If your neutrophils are already primed/activated upon isolation it will be more difficult to see differences upon addition of the stimuli. But all the stimuli I recommended are strong agonists and will induce a robust degranulation and up-regulation of several cell surface markers (we usually analyze CD66b and CD11b expression). In our hands, for human neutrophils, 1-2 ug/mL of R848 for 3 hours is a very strong activating stimuli. But you could as well do PAM or LPS, depending on what stimuli you have at your disposal.
Hello this chain has been helpful. I have an additional question regarding NETosis and stimulation with PMA.
My question is regarding the NETosis Assay kit from Abcam (ab235979) measuring neutrophil released elastase. I have run this experiment twice now. The first time I saw PMA stimulated the neutrophils 40-50% above unstimulated control and this was satisfactory for my downstream treatments and analysis.
The second time I ran this experiment I only saw 10% stimulation with PMA. I was wondering your thoughts on this. The standard protocol, I believe if my calculations are correct, uses a final concentration of PMA of 50 nM/mL. My calculations are based on diluting 1uL of 1 mM PMA into 5mL PBS equaling 500 nM (and after the 100 uL dilution into 900 uL of sample) this would come out to 50 nM PMA per well.
Should I try higher PMA concentrations?
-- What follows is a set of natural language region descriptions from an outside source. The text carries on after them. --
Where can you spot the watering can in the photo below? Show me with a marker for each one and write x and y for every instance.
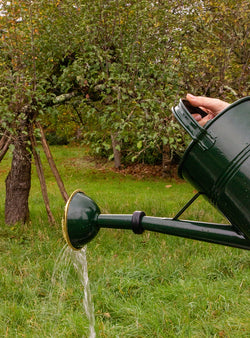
(216, 163)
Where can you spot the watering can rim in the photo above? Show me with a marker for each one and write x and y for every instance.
(204, 130)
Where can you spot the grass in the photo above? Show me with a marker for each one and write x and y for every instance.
(151, 285)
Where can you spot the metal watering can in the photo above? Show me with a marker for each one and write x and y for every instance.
(216, 163)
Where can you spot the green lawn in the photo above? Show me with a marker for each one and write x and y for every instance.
(149, 285)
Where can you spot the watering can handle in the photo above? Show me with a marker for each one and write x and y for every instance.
(195, 130)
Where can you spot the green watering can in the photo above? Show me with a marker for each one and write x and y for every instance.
(216, 163)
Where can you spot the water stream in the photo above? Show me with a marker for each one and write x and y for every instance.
(66, 257)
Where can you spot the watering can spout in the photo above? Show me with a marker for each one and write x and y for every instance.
(217, 167)
(83, 220)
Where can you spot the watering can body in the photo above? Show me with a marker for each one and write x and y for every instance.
(216, 163)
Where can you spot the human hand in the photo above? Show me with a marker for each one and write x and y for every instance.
(211, 106)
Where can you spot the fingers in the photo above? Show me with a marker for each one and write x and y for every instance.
(214, 106)
(204, 120)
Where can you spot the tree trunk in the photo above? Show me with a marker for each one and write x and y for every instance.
(116, 151)
(18, 183)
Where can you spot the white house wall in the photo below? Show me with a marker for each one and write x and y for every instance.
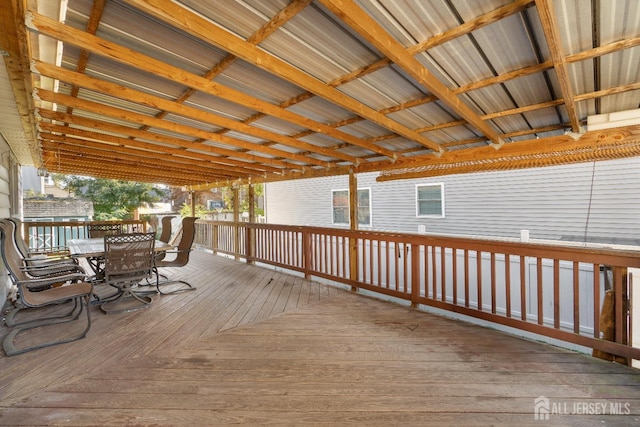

Or would you suggest less dense plating of neutrophils. In the protocol it says 1x10^6 neutrophils per mL and plating 900 uL. I see in the literature people use 200K to 500K cells per well of a 24-well plate this contrasts with the suggested 900k cells per well in the Abcam protocol.
Cells and kits are expensive so any help on your suggested change, higher PMA, less confluent neutrophils, etc. would be greatly appreciated.
Ravi Lokwani This thread is already a few years old and I hope you solved the issue (if yes, how?). However I wonder if the neutrophils may have died because of the PI - adding it to cells for 15 min would probably kill most cell types, wouldn´t it?